Chicago has a classic hub-and-spoke transit system. It's a relic of another era, when all the employers were downtown, and all the workers in the region needed to flow in from surrounding communities in the morning and back out again at night.
As has been the case in cities all over the country, Chicago's job centers have long since scattered from the center of town. Jobs have moved to suburban office parks, or to hospital campuses in new neighborhoods, or to commercial strips around the airports. The geography of employment, however, invariably shifts faster than the ability of mass transit to keep up.
So what do you do if you're a city with a 100-year-old rail network that no longer takes many residents where they need to go, maybe across town instead of downtown, maybe out to the suburbs beyond the last stop? The answer in Chicago and elsewhere will be crucial to the economic health of the entire region for years to come. And the answer – anywhere – probably will be dramatic and expensive.

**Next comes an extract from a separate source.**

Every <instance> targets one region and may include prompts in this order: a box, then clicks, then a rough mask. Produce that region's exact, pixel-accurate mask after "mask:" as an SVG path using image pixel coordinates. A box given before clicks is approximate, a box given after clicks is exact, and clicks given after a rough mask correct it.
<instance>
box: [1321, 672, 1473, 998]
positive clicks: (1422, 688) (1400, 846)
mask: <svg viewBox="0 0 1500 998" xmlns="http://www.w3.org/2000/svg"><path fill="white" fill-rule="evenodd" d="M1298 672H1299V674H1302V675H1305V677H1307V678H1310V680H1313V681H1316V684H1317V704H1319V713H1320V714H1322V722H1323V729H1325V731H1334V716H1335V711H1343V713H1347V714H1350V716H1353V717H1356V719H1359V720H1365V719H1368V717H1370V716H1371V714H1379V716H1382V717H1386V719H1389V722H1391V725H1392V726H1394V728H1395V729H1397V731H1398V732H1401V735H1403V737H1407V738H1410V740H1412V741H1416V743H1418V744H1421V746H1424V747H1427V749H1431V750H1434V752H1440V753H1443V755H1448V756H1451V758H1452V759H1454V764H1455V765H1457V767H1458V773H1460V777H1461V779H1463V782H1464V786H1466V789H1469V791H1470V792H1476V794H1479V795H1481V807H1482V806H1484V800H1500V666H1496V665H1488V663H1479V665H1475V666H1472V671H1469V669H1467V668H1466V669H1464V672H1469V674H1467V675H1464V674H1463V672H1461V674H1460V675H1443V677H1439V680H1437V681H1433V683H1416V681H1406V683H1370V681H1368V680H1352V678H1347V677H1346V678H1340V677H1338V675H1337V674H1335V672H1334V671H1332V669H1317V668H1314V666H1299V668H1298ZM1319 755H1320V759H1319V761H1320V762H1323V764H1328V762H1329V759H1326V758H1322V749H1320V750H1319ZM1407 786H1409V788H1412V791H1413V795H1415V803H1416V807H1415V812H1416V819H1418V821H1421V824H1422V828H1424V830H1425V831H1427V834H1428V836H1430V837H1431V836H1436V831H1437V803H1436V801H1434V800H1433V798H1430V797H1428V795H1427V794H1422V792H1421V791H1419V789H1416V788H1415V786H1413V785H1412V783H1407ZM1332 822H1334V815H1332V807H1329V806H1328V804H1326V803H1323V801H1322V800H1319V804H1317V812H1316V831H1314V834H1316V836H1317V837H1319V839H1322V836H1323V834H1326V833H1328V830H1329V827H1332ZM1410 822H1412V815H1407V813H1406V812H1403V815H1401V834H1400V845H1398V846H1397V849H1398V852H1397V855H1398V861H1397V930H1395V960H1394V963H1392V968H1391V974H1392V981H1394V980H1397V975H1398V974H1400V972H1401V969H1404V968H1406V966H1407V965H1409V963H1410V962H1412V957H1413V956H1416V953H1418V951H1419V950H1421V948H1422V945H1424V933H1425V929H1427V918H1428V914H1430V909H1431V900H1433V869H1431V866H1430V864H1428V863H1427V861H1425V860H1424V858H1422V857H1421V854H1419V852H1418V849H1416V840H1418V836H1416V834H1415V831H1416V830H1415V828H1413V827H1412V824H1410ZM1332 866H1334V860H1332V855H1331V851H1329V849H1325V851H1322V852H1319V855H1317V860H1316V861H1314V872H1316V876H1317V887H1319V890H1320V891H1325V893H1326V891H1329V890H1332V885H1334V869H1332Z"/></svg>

For perspective, this is what Chicago's elevated rail system looks like today:
And this is an alternate future for what it could become, from a map just proposed by a couple of transit advocacy groups, the Center for Neighborhood Technology and the Active Transportation Alliance:
Add bus systems (in purple) that would have the ability to bypass vehicle traffic on road shoulders, while coordinating with stoplights, and you get this:
The price tag for something like this – for extensions and modernization of the existing system, for new rail lines entirely bypassing downtown, for a bus rapid transit corridor running the length of the city, for the new high-speed bus service that would knit that network further into the suburbs – would require an investment of at least $20 billion.
This probably sounds unrealistic. But Chicago Mayor Rahm Emanuel and Cook County President Toni Preckwinkle turned up to speak at the event in Chicago on Thursday unveiling the campaign to seriously start looking for that money. The advocates behind this vision believe that the financing is possible, if Cook County would approve a local funding stream, as Los Angeles has – likely on the scale of a half-cent sales tax increase – that would then allow the city to tap into federal matching funds.
The campaign includes a strikingly savvy Web site to help sell the public on this plan, highlighting the 50,000 jobs that could be connected to the L in one South Side neighborhood, or the extensions that would link neighborhoods located close to O'Hare International Airport but that remain strangely dislocated from it.
Even if any of this never comes to pass, there's a value to wildly ambitious infrastructure proposals in an era when so many cities are wrangling over the fate of a few miles of streetcar. There's a value to pondering this hypothetical, or this one. This is how cities expand the debate from one about incremental new capacity to one about job access and real estate value and economic growth.